At its meeting in mid-July, the (3)ECB made no changes to its monetary policy. At the extraordinary European Council meeting of 17-21 July, following 90 hours of negotiations, the European Union member states unanimously agreed on a Europe-wide recovery plan worth EUR 750 billion (5% of EU (4)GDP) to complement national measures. The plan is divided between EUR 390 billion in grants and EUR 360 billion in loans. The amount of grant aid will be linked to the severity of the pandemic’s impact on individual member states and most of the aid will be distributed in 2021 and 2022.

(1) PMI: PMI indices are confidence indicators that summarize the results of surveys conducted among company purchasing managers. A value greater than 50 indicates a positive sentiment in the sector concerned (manufacturing or service).

(2) INSEE: The National Institute of Statistics and Economic Studies is responsible for the production, analysis and publication of official statistics in France.

(3) ECB: European central bank.

(4) GDP (Gross Domestic Product): Total monetary or market value of all the finished goods and services produced within a country’s borders in a specific time period.

 

Recovery depends on controlling the pandemic

June’s data confirmed the economic rebound that began in May. Job creations rose from 2.5 million to 4.8 million, lowering the unemployment rate to 11.1%. The (1)JOLTS survey showed that job vacancies started to rebound in May. Retail sales rose by 7.5% in June and are back to the levels prevailing at the start of the year. Manufacturing output rose by 7.5%, and housing starts jumped 17.3% following an 8.2% increase in May.  The (2)ISM indices continued to rebound, with the non-manufacturing index bouncing from 45.4 to 57.1, and the manufacturing index from 43.1 to 52.6.

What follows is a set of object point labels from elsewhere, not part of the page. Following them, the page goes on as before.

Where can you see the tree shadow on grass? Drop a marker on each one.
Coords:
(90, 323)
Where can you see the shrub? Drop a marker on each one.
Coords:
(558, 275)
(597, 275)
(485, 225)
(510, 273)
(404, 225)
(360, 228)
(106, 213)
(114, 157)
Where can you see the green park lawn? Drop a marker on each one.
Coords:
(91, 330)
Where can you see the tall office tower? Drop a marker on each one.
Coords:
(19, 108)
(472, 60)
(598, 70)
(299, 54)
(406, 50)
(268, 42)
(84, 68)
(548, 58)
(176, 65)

However, in recent weeks, the rise in the number of new Covid-19 cases has continued to accelerate. While the pandemic has remained largely under control around New York, several states that escaped the first Covid-19 wave saw a sharp rise in new cases from mid-June onwards. As a result, lockdown easing strategies have been paused or even reversed by some governors and the contagion rate is starting to slow.

Currently, high-frequency data seem to be steering clear of decline and, if anything, show signs of stabilisation. The situation requires close monitoring. July’s initial survey data from the New York and Philadelphia Regional (3)Fed surveys are showing an ongoing improvement, but at a slower pace than in June. Meanwhile, the (4)NAHB home builders’ confidence survey has returned to the high levels seen at the start the year, a sign of buoyant real estate activity.

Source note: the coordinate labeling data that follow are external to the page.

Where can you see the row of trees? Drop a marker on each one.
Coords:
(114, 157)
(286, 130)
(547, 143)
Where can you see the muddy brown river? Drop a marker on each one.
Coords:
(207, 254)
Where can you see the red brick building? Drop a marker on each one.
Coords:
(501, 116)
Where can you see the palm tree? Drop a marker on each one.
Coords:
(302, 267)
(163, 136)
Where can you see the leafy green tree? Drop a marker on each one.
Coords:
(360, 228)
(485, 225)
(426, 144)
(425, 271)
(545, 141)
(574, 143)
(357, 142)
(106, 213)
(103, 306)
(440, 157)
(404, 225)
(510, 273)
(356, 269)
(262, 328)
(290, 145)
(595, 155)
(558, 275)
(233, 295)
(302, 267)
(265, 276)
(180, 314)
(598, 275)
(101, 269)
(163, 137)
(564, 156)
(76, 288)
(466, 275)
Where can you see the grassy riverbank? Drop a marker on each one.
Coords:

US household income data show that until May, the government’s fiscal measures more than offset the falls in household incomes and even contributed, along with lower consumption, to savings reaching extraordinarily high levels. Estimates suggest that US households saved as much in three months as they normally would in nine months. Looking ahead, of the main household income support measures, most of the relief cheques have been sent out and the unemployment benefits supplement is scheduled to finish at the end of July. Given that an abrupt end to the unemployment benefits could negatively affect consumption, the Congress and the White House are in the process of negotiating a new support package.

 

(1) JOLTS: The job openings and labor turnover survey is a survey done by the United States Bureau of Labor Statistics (BLS) within the Labor Department to help measure job vacancies.

(2) ISM: This index monitors changes in production levels from month to month.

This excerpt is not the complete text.